The bigger issue may be that they will publish (as I understand it) their data and methodology. If done, this will allow for sorting out the rural stations, either using the BEST methods or a method one thinks might be superior.
This study might allow us all to get past the “Great Dying Off of the Met Stations” issue. If it also gives solid data and transparent adjustments, those issues can be gotten past, too.
It is, of course, the consensus here that those three issues were never dealt with, and that dealing with them may turn out to make skepticism passé. Our bet is that BEST will show CRU to be dead wrong. Predictions like, “You’re wrong, suckah!” is what science is all about. Such antagonism is supposed to lead to better efforts , with their better results – and that is what we have all been yearning for.
Must be one hell of an idea if it makes Mr Watts go “DOH!” 🙂
” Theo Goodwin says: March 6, 2011 at 11:27 am
The BEST project is an attempt to revive the meme of scientific consensus. ”
Time will tell if they are attempting to revive scientific consensus or the scientific method. We can only hope for the latter and hold their feet to the fire if they don’t. That is the role of a skeptic. The fact that they know the likes of M&M are going to go over things with a fine tooth comb makes me give the BEST project the benefit of the doubt for now.
Charlie A wrote with high confidence:
“For example, I can sample the power consumption of your house at random intervals of around once per hour. Even if you have many appliances that go on and off for intervals much shorter than an hour, after acquiring once per hour samples over several months, the statistics of instantaneous power usage of the samples will approach the actual statistics of true power usage. The sampled average power consumption will rather rapidly converge with the actual power consumption.”
Time sampling at stations is not random. Spatial placement of stations is not random; they are placed near places where people live (and therefore expand). Weather flying over a station is not a white noise. True statistics and spectral limits of these processes are largely unknown. Total duration of random sampling must be much longer than the lowest period of weather-climate events, which is about a time between ice ages, if not much longer. In short, the simple example of sampling appliance power without formulating all necessary assumptions about statistical properties of the process and sampling gives a good example why the surface temperature numerology is so screwed.

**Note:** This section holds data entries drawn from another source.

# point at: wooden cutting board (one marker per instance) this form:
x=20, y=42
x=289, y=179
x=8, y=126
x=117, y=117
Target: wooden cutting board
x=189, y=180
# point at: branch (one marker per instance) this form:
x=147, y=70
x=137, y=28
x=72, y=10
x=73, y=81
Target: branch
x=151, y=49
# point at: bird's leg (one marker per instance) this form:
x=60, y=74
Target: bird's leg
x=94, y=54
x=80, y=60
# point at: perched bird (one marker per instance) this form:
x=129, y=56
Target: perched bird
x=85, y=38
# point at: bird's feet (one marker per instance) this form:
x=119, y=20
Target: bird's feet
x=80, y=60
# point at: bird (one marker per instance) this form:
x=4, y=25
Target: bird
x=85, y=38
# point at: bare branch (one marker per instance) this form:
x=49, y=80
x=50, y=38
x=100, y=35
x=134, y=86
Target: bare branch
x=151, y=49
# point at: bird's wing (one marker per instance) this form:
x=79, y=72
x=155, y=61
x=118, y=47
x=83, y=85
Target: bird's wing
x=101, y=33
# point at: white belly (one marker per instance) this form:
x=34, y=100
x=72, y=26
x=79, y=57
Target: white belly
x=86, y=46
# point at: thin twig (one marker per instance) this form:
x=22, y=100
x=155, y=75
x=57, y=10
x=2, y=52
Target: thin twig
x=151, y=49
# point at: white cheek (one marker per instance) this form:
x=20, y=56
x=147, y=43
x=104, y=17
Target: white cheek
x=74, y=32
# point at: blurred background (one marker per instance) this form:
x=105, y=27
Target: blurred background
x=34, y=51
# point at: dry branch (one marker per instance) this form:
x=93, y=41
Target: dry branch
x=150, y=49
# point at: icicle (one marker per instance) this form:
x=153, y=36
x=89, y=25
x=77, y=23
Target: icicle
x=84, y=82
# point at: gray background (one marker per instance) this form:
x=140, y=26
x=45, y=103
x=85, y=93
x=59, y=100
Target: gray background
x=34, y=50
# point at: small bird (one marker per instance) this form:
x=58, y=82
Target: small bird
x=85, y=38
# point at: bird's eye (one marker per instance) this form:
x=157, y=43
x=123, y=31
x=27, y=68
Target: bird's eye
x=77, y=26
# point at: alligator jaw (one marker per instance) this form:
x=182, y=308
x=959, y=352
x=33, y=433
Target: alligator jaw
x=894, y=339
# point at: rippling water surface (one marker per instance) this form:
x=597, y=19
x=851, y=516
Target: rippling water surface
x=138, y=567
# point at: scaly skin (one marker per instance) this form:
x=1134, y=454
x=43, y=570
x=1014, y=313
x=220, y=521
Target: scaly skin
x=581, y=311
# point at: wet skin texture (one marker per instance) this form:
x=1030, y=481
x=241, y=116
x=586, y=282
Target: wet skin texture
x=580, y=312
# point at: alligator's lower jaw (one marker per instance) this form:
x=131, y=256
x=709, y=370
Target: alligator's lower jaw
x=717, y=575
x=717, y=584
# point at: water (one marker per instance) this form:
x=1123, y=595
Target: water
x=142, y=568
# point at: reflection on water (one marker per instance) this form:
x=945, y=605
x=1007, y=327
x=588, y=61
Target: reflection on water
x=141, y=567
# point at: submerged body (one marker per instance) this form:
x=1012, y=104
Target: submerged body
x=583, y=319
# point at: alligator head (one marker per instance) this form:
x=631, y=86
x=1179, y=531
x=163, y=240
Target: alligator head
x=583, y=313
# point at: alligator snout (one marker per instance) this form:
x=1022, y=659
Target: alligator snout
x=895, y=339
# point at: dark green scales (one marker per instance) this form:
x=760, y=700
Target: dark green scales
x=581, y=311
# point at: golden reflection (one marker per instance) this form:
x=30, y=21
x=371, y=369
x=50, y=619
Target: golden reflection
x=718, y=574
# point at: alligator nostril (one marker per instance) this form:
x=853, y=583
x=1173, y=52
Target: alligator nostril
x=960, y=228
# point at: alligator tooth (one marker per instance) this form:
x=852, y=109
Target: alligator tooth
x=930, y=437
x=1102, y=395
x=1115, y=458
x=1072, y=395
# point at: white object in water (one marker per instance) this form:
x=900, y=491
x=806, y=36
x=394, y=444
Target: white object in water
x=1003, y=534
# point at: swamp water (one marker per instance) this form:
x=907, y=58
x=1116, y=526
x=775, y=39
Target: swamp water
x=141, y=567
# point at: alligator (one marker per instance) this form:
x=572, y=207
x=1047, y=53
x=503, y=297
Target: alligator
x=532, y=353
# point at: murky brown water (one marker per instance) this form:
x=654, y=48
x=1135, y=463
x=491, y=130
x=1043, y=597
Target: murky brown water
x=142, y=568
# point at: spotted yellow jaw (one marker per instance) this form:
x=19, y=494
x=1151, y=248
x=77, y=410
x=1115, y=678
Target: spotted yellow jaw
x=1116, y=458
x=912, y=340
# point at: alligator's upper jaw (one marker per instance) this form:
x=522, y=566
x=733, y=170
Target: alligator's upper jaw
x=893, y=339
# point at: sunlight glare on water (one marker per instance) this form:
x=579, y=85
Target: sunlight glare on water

Regarding the BEST project, the best these academics can do is to define proper measuring methodology. However, given that the sampling at one point of boundary layer of the tree-dimensional turbulent temperature field is no proxy for anything related to energy imbalance, even finest method will produce unphysical garbage.
If you check the sources for that Reconstructed Temperature chart, at least 6 of the 10 papers were from Hockey Team members, and the eleventh curve is Hadley CRU.
I disagree with those who claim the project is a waste. One of the fundamental, legitimate complaints of the skeptics has been that both the data base from which the purported AGW signal has been statistically teased and the methods of teasing out that signal are suspect. This project promises to expose both to the light of day for all to see. Let the chips fall wherever they fall in the pursuit of truth for its own sake! Arguments for or against AGW are farts in a whirlwind without a dependable, common point of departure. This project has the potential to provide that common point. What AGW proponents and skeptics do with that common point is another matter entirely.